AI stocks: The good and the not-so-good

So far, the most successful company in this burgeoning age of AI has been NVIDIA (NASDAQ:NVDA), which makes graphics processing units (GPUs) that power and facilitate AI computing. NVIDIA has been the best-performing AI stock as its price has gone through the roof, rising 239% in 2023 and another 150% so far this year.

However, for every NVIDIA, there is a Lemonade (NASDAQ:LMND) or Upstart (NASDAQ:UPST): both AI fintechs that sparked a lot of interest when they went public but have fallen flat since.

Lemonade, which uses AI chatbots and algorithms to underwrite insurance policies and settle claims, was an AI darling when it hit the market in July 2020. Its initial public offering (IPO) was priced at $29 per share, and by February 2021, it was trading at $168 per share.

Today, Lemonade is trading at around $16 per share after plunging 90% from its highs.

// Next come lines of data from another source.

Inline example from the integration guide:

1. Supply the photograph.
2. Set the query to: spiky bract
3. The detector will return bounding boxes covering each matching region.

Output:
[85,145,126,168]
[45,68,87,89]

It is a similar story with Upstart, which uses AI to handle loan requests. The company went public in December 2020 at $20 per share and surged to over $400 per share in 2021 before crashing. It is now trading at $25 per share.

This is not to say these companies won’t ultimately be successful; in fact, both have had consistently increased revenue. The problem has been high costs, competition from bigger companies crowding them out with their own AI tech, and irrational exuberance of investors sending their stock prices higher based on sentiment and not earnings.

These examples illuminate the hazards of investors chasing the latest shiny object. That said, there is little doubt that AI is the future of computing and that it will transform companies and industries along the way.

There is also little doubt that this is just the early days of AI, and even the experts can’t wrap their arms around where this technology will go from here.

Take the gen-AI chip market, for example. It has grown to $50 billion in 2024, up from virtually nothing in 2022, according to consulting firm Deloitte. By 2027, Deloitte predicts the market could be worth anywhere from $110 billion to $400 billion — showing the uncertainty even experts have on its growth trajectory.

Investors should be diligent

For a company like Alphabet, which is investing billions of dollars in its AI infrastructure, these AI fails may be more manageable because of their massive amount of resources. Google is far and away the dominant player in search and has been gaining market share in the cloud business, although it is a distant third with about an 11% market share.

Alphabet’s stock price took a hit on the recent news of the glitch, but it has since regained all the value it had lost. The stock is now back to trading at around $178 per share, up some 28% year to date.

While this episode has not helped its brand, Google has the resources to get it right. Apparently, the company also has plenty of leeway from investors given its market strength.

However, that’s not to say investors aren’t watching, and the next gen-AI fail could have a cumulative effect on eroding trust. Less-dominant players in their industries may not be afforded the same margin for error.

Thus, investors in AI stocks should be diligent, taking note of the gaffes and glitches and the company’s response to them and watching how much they spend on AI and if they are being responsible. Investors should also try to make sure the company is profitable or at least moving toward profitability and avoid AI stocks with ridiculously high multiples.